Robust Secret Sharing Schemes Against Local Adversaries

We study robust secret sharing schemes in which between one third and one half of the players are corrupted. In this scenario, robust secret sharing is possible only with a share size larger than the secrets, and allowing a positive probability of reconstructing the wrong secret. We focus on the most challenging case where the number corruptions is just one less than the number of honest players. In the standard model, it is known that at least $$m+k$$ bits per share are needed to robustly share a secret of bit-length m with an error probability of $$2^{-k}$$; however, to the best of our knowledge, no efficient scheme matches this lower bound: the one that gets closest has share size $$m+\widetilde{O}n+k$$, where n is the number of players in the scheme. We show that it is possible to obtain schemes with close to minimal share size in a model of local adversaries, i.e. in which corrupt players cannot communicate between receiving their respective honest shares and submitting corrupted shares to the reconstruction procedure, but may coordinate before the execution of the protocol and can also gather information afterwards. In this limited adversarial model, we prove a lower bound of roughly $$m+k$$ bits on the minimal share size, which is somewhat surprisingly similar to the lower bound in the standard model, where much stronger adversaries are allowed.
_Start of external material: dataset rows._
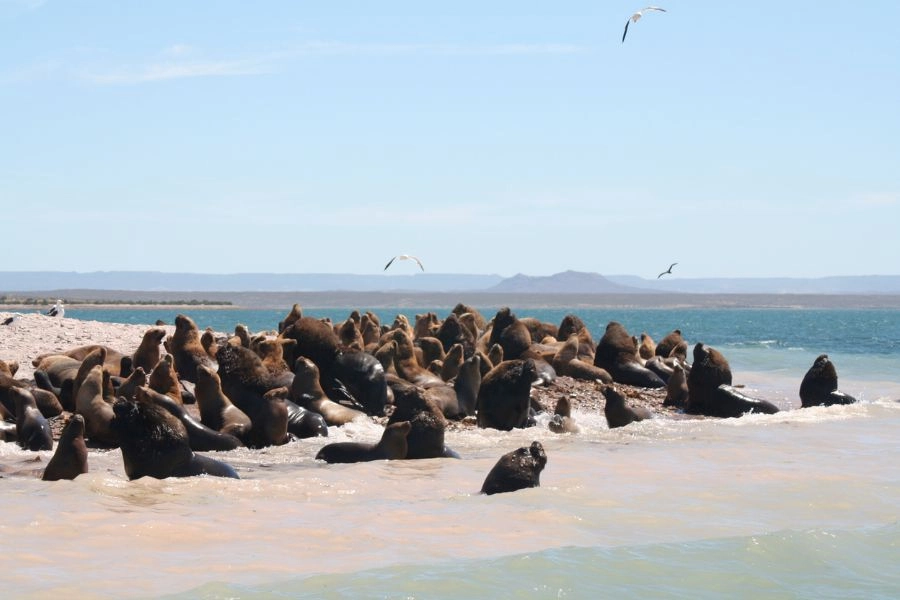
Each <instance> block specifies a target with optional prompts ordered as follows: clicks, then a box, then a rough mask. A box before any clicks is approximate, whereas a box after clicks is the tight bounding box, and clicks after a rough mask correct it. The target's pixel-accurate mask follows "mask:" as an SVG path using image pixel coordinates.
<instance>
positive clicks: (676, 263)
mask: <svg viewBox="0 0 900 600" xmlns="http://www.w3.org/2000/svg"><path fill="white" fill-rule="evenodd" d="M677 264H678V263H672V264H671V265H669V268H668V269H666V270H665V271H663V272H662V273H660V274H659V275H657V276H656V278H657V279H659V278H660V277H662V276H663V275H671V274H672V267H674V266H675V265H677Z"/></svg>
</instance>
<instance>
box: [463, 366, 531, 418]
mask: <svg viewBox="0 0 900 600" xmlns="http://www.w3.org/2000/svg"><path fill="white" fill-rule="evenodd" d="M537 379H538V375H537V370H536V368H535V365H534V361H533V360H532V359H530V358H529V359H525V360H519V359H517V360H506V361H503V362H502V363H500V364H499V365H497V366H496V367H494V368H493V369H491V370H490V372H489V373H488V374H487V375H485V377H484V379H482V380H481V386H480V388H479V390H478V398H477V399H476V410H477V413H478V419H477V421H478V426H479V427H483V428H493V429H501V430H504V431H509V430H511V429H513V428H519V427H526V426H527V425H528V424H529V416H530V413H529V409H530V407H531V385H532V383H534V382H535V381H536V380H537Z"/></svg>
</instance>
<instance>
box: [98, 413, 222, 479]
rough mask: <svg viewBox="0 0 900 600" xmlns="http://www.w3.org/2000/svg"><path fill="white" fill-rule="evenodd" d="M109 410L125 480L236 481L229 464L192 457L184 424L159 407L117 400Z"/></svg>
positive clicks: (188, 442)
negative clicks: (143, 479) (141, 478)
mask: <svg viewBox="0 0 900 600" xmlns="http://www.w3.org/2000/svg"><path fill="white" fill-rule="evenodd" d="M113 410H114V412H115V419H113V423H112V426H113V429H114V430H115V431H116V432H117V434H118V436H119V438H120V439H121V440H122V445H121V448H122V460H123V462H124V464H125V474H126V475H127V476H128V478H129V479H139V478H141V477H155V478H157V479H165V478H167V477H191V476H194V475H213V476H216V477H232V478H234V479H238V475H237V473H236V472H235V470H234V469H233V468H232V467H231V466H230V465H227V464H225V463H223V462H221V461H218V460H214V459H212V458H209V457H206V456H202V455H200V454H195V453H194V451H193V450H191V445H190V442H189V441H188V433H187V431H186V430H185V428H184V425H183V424H182V423H181V421H179V420H178V418H177V417H175V415H173V414H172V413H170V412H169V411H167V410H166V409H164V408H162V407H161V406H157V405H156V404H154V403H153V402H149V401H145V400H126V399H125V398H119V399H118V400H116V403H115V405H114V406H113Z"/></svg>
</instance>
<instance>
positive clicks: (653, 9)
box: [622, 6, 666, 43]
mask: <svg viewBox="0 0 900 600" xmlns="http://www.w3.org/2000/svg"><path fill="white" fill-rule="evenodd" d="M648 10H655V11H659V12H666V9H664V8H660V7H658V6H645V7H644V8H642V9H641V10H639V11H637V12H635V13H634V14H633V15H631V17H629V18H628V20H627V21H625V31H624V32H623V33H622V43H624V42H625V36H626V35H628V24H629V23H637V22H638V21H640V20H641V17H643V16H644V11H648Z"/></svg>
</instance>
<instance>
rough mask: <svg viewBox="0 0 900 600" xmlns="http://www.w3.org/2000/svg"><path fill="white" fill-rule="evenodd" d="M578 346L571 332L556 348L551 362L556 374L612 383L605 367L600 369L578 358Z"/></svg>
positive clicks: (594, 380)
mask: <svg viewBox="0 0 900 600" xmlns="http://www.w3.org/2000/svg"><path fill="white" fill-rule="evenodd" d="M578 346H579V339H578V335H577V334H574V333H573V334H572V335H570V336H569V339H568V340H566V342H565V343H564V344H563V345H562V346H561V347H560V348H559V350H557V352H556V355H555V356H554V357H553V362H552V363H551V364H552V365H553V368H554V369H555V370H556V372H557V374H559V375H564V376H568V377H572V378H573V379H581V380H585V381H598V380H599V381H602V382H603V383H612V376H611V375H610V374H609V373H608V372H607V371H606V369H601V368H600V367H597V366H595V365H593V364H591V363H586V362H584V361H582V360H581V359H579V358H578Z"/></svg>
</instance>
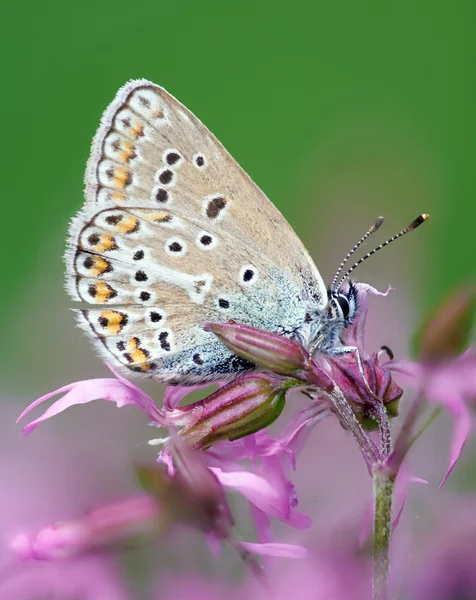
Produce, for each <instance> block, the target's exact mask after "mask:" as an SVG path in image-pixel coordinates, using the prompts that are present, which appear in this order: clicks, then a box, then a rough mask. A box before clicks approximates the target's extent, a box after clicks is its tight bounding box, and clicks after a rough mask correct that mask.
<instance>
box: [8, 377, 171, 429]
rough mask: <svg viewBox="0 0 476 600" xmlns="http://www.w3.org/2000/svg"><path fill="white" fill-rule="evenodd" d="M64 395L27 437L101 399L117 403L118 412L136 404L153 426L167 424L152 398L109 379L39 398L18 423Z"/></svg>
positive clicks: (121, 384) (143, 393)
mask: <svg viewBox="0 0 476 600" xmlns="http://www.w3.org/2000/svg"><path fill="white" fill-rule="evenodd" d="M63 392H67V393H66V394H65V395H64V396H63V397H61V398H60V399H59V400H56V402H54V403H53V404H52V405H51V406H50V407H49V408H48V409H46V411H45V412H44V413H43V415H41V417H38V418H37V419H35V420H33V421H32V422H31V423H29V424H28V425H26V426H25V427H24V428H23V431H24V433H25V434H26V435H28V434H29V433H31V432H32V431H33V429H35V427H37V426H38V424H39V423H41V422H42V421H45V420H46V419H49V418H50V417H53V416H55V415H57V414H59V413H61V412H63V411H64V410H66V409H67V408H69V407H70V406H73V405H75V404H86V403H88V402H92V401H93V400H100V399H103V400H107V401H110V402H115V403H116V405H117V406H118V407H119V408H120V407H122V406H126V405H127V404H136V405H137V406H139V407H140V408H142V410H143V411H144V412H146V413H147V414H148V416H149V417H150V418H151V419H152V420H153V422H154V423H156V424H159V425H160V424H163V423H164V422H165V418H164V415H163V414H162V412H161V411H160V410H159V408H157V406H156V404H155V402H154V401H153V400H152V398H150V396H148V395H147V394H145V393H144V392H143V391H142V390H140V389H139V388H138V387H136V386H135V385H134V384H132V383H130V382H128V381H127V380H125V379H122V378H121V379H110V378H109V379H86V380H84V381H78V382H76V383H70V384H69V385H66V386H64V387H62V388H60V389H58V390H55V391H54V392H50V393H49V394H46V395H44V396H42V397H41V398H38V399H37V400H35V401H34V402H33V403H32V404H30V406H28V407H27V408H26V409H25V410H24V411H23V412H22V414H21V415H20V416H19V417H18V419H17V423H18V421H19V420H20V419H22V418H23V417H24V416H25V415H27V414H28V413H29V412H30V411H31V410H32V409H34V408H36V407H37V406H39V405H40V404H42V403H43V402H45V401H46V400H49V399H50V398H53V397H54V396H56V395H58V394H62V393H63Z"/></svg>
We then present efficient scheme that essentially meets our lower bound, and has shorter share size than any known efficient construction in the standard model for the same set of parameters. For our construction, we introduce a novel procedure that compiles an error correcting code into a new randomized one, with the following two properties: a single local portion of a codeword leaks no information on the encoded message itself, and any set of portions of a codeword reconstructs the message with error probability exponentially low in the set size.